— Par Caroline Constant —
Le cinéaste iconoclaste est mort hier après-midi, à l’âge de 86 ans, après soixante films et beaucoup de télévision.
Il était l’un des personnages les plus truculents et les plus irrévérencieux du cinéma français : le cinéaste Jean-Pierre Mocky est décédé hier après-midi, à l’âge de 86 ans, ont annoncé son gendre Jérôme Pierrat et son fils le metteur en scène Stanislas Nordey. Avec ses soixante films, qui ont connu des succès critiques et publics variables, le réalisateur a toujours revendiqué son désir de totale indépendance et sa boulimie d’histoires, parfois outrancières, sur le monde contemporain.

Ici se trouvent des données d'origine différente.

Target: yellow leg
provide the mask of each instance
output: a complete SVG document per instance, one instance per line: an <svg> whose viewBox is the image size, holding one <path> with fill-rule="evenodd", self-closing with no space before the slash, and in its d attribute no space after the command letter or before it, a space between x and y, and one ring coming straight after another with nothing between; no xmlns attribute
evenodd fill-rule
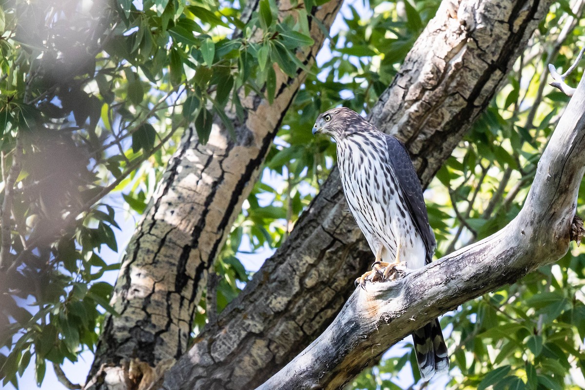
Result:
<svg viewBox="0 0 585 390"><path fill-rule="evenodd" d="M386 265L386 268L384 270L384 273L382 274L382 280L386 280L388 278L388 275L390 274L390 272L394 271L394 267L400 264L400 249L401 248L402 246L398 243L398 246L396 248L396 258L394 260L394 263Z"/></svg>
<svg viewBox="0 0 585 390"><path fill-rule="evenodd" d="M376 261L374 262L374 264L372 264L372 270L371 271L368 271L359 278L356 279L356 281L354 282L354 284L355 284L356 287L359 285L360 287L365 290L366 281L373 280L374 278L376 277L376 274L378 274L380 275L382 275L381 267L378 266L378 265L383 263L382 261L380 261L380 259L382 258L383 250L384 250L384 247L381 246L378 249L378 250L376 251Z"/></svg>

L’indépendance était le prix de sa liberté de créateur
Sa vie même est une fiction : il est certes né en 1933 à Nice. Mais ses parents, juifs, qui voulaient l’exiler en Algérie pendant la guerre, lui ont fourni de faux papiers, qui le font naître en 1929. Il a eu son bac à 13 ans, s’est marié et a eu son premier enfant la même année. À la fin de sa vie, bravache, il revendiquait dix-sept enfants. Mais l’essentiel est évidemment ailleurs.
Il croise le cinéma, alors qu’il vivote à Paris de petits boulots. Il fait sa première apparition, dans les Visiteurs du soir, de Marcel Carné, en 1942, comme acteur. Et c’est d’ailleurs comme acteur qu’il entame, sérieusement, sa carrière, sous la protection de Pierre Fresnay. Il passe par le conservatoire de Paris. Mais, faute de rôles en France, il va jouer en Italie, y devient le stagiaire de Luchino Visconti sur Senso et de Federico Fellini sur la Strada. De retour à Paris, il monte sa première boîte de production et dirige avec Georges Franju son premier film, la Tête contre les murs (1959), tiré d’un roman d’Hervé Bazin. Un film dont Jean-Luc Godard lui-même dira qu’il est « un film de fous sur les fous. C’est donc un film d’une beauté folle ». Il travaille alors avec tous les grands noms de l’après-guerre : Raymond Queneau le conseille pour le scénario d’Un couple, Jean Anouilh pour monter les Vierges (1963), Marguerite Renoir, épouse de Jean Renoir, l’initie au montage. Il apprend à maîtriser toutes les techniques du cinéma, du scénario à la direction d’acteurs, en passant par le cadre ou le montage. Il a même poussé encore plus loin, en achetant des salles de cinéma, quand il a commencé à être moins distribué au début des années 2000, pour y projeter, entre autres, ses films.
Dans son histoire avec le cinéma, Jean-Pierre Mocky a très vite compris que l’indépendance était le prix de sa liberté de créateur. Il a monté plusieurs maisons de production, et avait la réputation de tourner vite, très vite, des films à petit budget. Mais avec de grands noms d’acteurs, toujours, de Bourvil à Catherine Deneuve, en passant par Michel Simon ou Jean Poiret, Jeanne Moreau ou Thierry Frémont. Il a aussi, dans des films vachards, voire satiriques, mis au jour la bêtise de notre société. À ce titre, son film À mort l’arbitre, qui dénonçait les excès dans les stades, est sorti en salles un an tout juste avant le drame du Heysel, en 1985, qui a provoqué la mort de 39 personnes. Dans ses films, comme Un drôle de paroissien (1963), il montre aussi tous les petits travers de la société. Comme ce gars (Bourvil) qui vole les troncs d’églises pour réussir à vivre. La satire, le pamphlet, n’est jamais bien loin chez lui.
Sur les plateaux télévisés, il était un personnage hors normes
Jean-Pierre Mocky a été un cinéaste prolifique, qui a mené ses projets, avec acharnement, en tournant le dos à tout un système. Sur les plateaux télévisés, il était aussi un personnage hors normes, qui ne répondait pas poliment aux questions posées, et n’hésitait pas à employer un langage fleuri, ni à sortir de ses gonds. Dans ce paysage culturel si lisse, il va manquer.